I'm not necessarily saying that they're "fixed", just that they're there
by for new user accounts, ie they're "defaults" in the absence of the user
telling us anything else.
> And also this My Anything thing is so stupid and useless.
I'd be interested to think why having a sensible, easy to understand
directory structure is stupid, or useless? You just object to the name?
> I want my
> music to live in music folder or mp3 folder
Absolutely - but if a user doesn't have one, we should at least be able
to create one for him, and have applications treat it consistently.
Personally, my music is unlikely to ever sit in the "standard" music folder
(Since it lives on my Windows XP partition for a start!).
However, the case we're trying to deal with here is making the whole
desktop experience more pleasant by having well understood defaults
that different applications can use in a consistent way.
> what the hell apps care about the actual place?
No apps should care in the sense that they shouldn't stop working if
music isn't in the "My Music" folder. However it can lead to an easy
to use desktop for users if, for example, MP3s are downloaded to the
music directory, CDs are ripped to the music directory, and the music
player automatically finds them there.
The exact case that prompted the discussion, is that when someone runs a
music player for the first time, where should it look on disk for music
files? Right now I see we have two choices:
(1) Search $HOME - which is probably bad since it is likely to contain large
amounts of data that aren't relevant.
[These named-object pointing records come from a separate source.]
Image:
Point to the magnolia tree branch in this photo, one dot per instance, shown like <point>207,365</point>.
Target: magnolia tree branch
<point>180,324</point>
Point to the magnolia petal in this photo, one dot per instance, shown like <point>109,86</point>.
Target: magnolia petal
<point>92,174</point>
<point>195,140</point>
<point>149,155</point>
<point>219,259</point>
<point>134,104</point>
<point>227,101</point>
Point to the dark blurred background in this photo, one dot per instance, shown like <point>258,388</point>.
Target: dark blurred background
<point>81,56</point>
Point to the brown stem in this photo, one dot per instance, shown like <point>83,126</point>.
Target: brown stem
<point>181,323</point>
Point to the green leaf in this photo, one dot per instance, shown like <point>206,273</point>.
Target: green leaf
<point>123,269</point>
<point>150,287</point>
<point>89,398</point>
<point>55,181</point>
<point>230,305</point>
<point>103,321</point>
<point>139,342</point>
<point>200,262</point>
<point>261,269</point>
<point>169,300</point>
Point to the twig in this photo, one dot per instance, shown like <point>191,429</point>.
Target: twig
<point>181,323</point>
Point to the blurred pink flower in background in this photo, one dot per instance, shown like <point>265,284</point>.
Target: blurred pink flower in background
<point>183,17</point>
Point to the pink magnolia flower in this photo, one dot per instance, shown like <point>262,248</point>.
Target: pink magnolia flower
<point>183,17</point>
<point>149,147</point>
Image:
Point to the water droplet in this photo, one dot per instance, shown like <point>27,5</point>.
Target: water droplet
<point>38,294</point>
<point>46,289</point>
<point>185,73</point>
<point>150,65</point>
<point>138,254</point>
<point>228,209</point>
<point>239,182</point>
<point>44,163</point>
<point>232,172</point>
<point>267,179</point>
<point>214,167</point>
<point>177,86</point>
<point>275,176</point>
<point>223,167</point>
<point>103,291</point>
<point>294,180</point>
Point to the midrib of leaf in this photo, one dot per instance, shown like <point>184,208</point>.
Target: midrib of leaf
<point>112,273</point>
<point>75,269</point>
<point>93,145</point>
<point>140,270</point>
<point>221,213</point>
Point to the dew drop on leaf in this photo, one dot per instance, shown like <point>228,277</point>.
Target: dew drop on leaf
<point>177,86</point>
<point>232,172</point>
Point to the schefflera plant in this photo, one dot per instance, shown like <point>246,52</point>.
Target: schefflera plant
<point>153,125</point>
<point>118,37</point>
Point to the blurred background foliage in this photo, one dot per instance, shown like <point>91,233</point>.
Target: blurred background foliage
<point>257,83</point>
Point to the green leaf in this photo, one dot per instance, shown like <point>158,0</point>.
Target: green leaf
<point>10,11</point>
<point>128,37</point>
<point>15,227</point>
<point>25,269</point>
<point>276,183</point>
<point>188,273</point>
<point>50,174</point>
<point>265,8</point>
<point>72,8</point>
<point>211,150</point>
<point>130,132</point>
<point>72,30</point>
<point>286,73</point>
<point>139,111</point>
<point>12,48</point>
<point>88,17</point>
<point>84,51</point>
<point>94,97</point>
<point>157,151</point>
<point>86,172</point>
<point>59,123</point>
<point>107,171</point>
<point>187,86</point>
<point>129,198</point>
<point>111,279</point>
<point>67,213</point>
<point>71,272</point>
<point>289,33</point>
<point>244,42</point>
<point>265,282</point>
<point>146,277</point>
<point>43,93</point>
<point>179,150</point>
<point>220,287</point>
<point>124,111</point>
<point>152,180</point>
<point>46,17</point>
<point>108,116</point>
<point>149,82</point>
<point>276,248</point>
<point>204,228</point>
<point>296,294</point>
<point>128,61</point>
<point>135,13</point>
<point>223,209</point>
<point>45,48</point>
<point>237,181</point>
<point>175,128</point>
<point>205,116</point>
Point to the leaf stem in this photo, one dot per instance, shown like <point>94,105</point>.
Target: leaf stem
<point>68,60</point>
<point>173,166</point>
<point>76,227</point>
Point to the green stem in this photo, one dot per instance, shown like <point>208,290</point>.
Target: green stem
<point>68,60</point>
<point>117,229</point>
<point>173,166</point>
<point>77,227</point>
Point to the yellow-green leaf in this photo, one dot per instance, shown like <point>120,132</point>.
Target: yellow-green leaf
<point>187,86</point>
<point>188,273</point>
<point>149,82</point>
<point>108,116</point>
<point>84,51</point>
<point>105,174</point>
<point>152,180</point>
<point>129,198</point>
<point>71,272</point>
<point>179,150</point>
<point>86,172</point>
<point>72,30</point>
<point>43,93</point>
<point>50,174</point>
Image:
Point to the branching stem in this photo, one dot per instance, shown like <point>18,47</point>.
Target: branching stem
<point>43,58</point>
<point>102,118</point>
This especially causes an issue if
the music player wants to monitor that location for changes in the future
(2) Ask the user for their location - which is OK, but would be nicer if we
could guess, or suggest a location
I'm not proposing we remove anyone's right to store their music where
they want, just trying to come up with a consistent approach that can
help users use a system that comes with sensible, consistent defaults.
I'm also, for the record, not proposing for one minute that we call
it "My Music", or that their aren't localisation issues to be dealt with
before we can get this right ...
I'd love to hear from anyone who has ideas on how this could work, or a
list of obstacles that need to be overcome before it can.